In late 1997, I landed at Sydney airport, having flown in from Broome, and was about to make my way back to St Canice’s Church in Kings Cross.  Gough and the good “Dame Margaret” (as he liked to refer to his beloved) were there.  He offered me a lift in their government limousine.  On arrival at the church, I asked whether he liked mangoes as I had some splendid ones from the Kimberley.  He replied, “I do, and Dame Margaret loves them.”  A few weeks later, I was preparing for the funeral of Nugget Coombs in St Marys Cathedral Sydney. There had been a little tension in the background between Prime Minister John Howard’s office and Aboriginal leader Patrick Dodson about what should be said in Dodson’s eulogy about Aboriginal self-determination and conflict with government. It was at the height of controversy over the Wik ten point plan.  Some last minute changes were made to Dodson’s text.   With only minutes to spare, I made it out onto the front steps of the cathedral to welcome the official mourning party including Mr Howard, Mr Dodson and Sir William Deane.  The TV cameras were in close proximity.  Then up the steps came Gough oblivious of all controversy.  He grasped me firmly by the hand and with that glint in the eye said, “Father, the mangoes were magnificent.”  It was a blessed moment.

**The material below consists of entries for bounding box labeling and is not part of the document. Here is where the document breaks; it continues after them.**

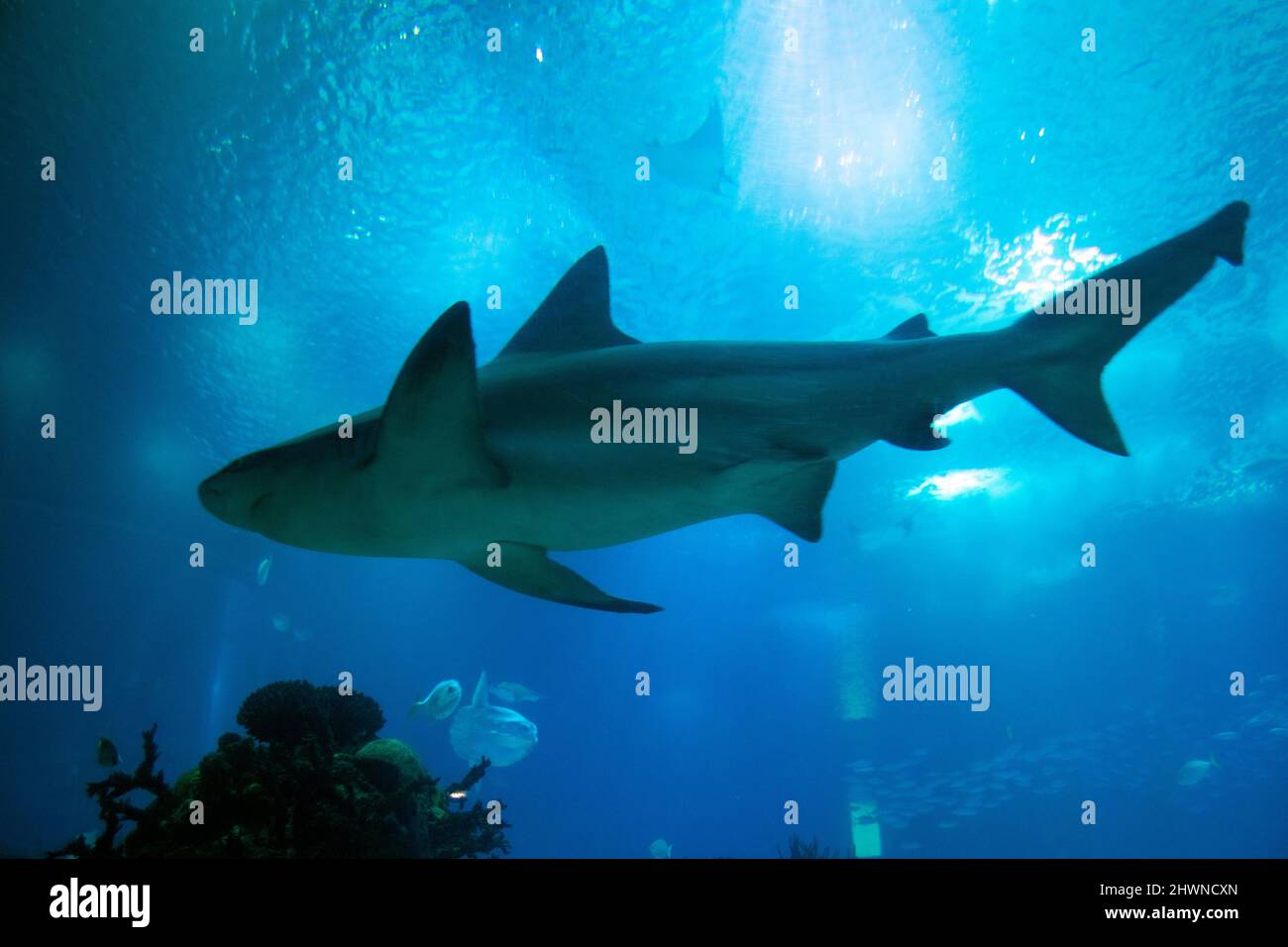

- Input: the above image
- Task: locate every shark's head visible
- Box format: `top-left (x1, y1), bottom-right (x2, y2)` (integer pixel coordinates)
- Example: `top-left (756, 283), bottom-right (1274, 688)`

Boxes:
top-left (197, 449), bottom-right (282, 533)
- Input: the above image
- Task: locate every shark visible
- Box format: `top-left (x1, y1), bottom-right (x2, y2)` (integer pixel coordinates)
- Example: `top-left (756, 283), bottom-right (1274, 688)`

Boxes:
top-left (197, 202), bottom-right (1249, 615)
top-left (645, 103), bottom-right (738, 197)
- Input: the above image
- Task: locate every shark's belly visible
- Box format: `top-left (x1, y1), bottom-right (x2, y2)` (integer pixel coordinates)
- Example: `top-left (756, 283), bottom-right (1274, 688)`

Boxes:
top-left (478, 464), bottom-right (747, 550)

During the service, Gough, who was fond of describing himself as “a fellow traveller – not so much a pillar of the Church but rather one of those flying buttresses you find on European cathedrals”, came up onto the sanctuary to deliver his own eulogy.  This is how he commenced: “Prime Ministers like to describe themselves as the servants of the people. The most striking claim of the Supreme Pontiff is to be the servant of the servants of God. If, in this setting and as the last of the seven Prime Ministers whom Coombs served, I were to suggest an epitaph for him, it would be “the servant of the servants of the people.”  Everyone laughed; we were all at ease; Gough was in command.  He concluded that eulogy with words I now apply to him:

At some time or in some place or in some way the life of everybody in this gathering and in our country would have been touched by Nugget’s manifold activities and enriched by his talents. He was given many talents. He produced great dividends on them. All Australians can say, in the words of the parable, “well done, thou good and faithful servant”.  

We can all join a chorus of “Amen, Alleluia” to that.  Farewell loyal friend of many, dedicated leader of the nation, and visionary servant of the people in the great south land of the Holy Spirit.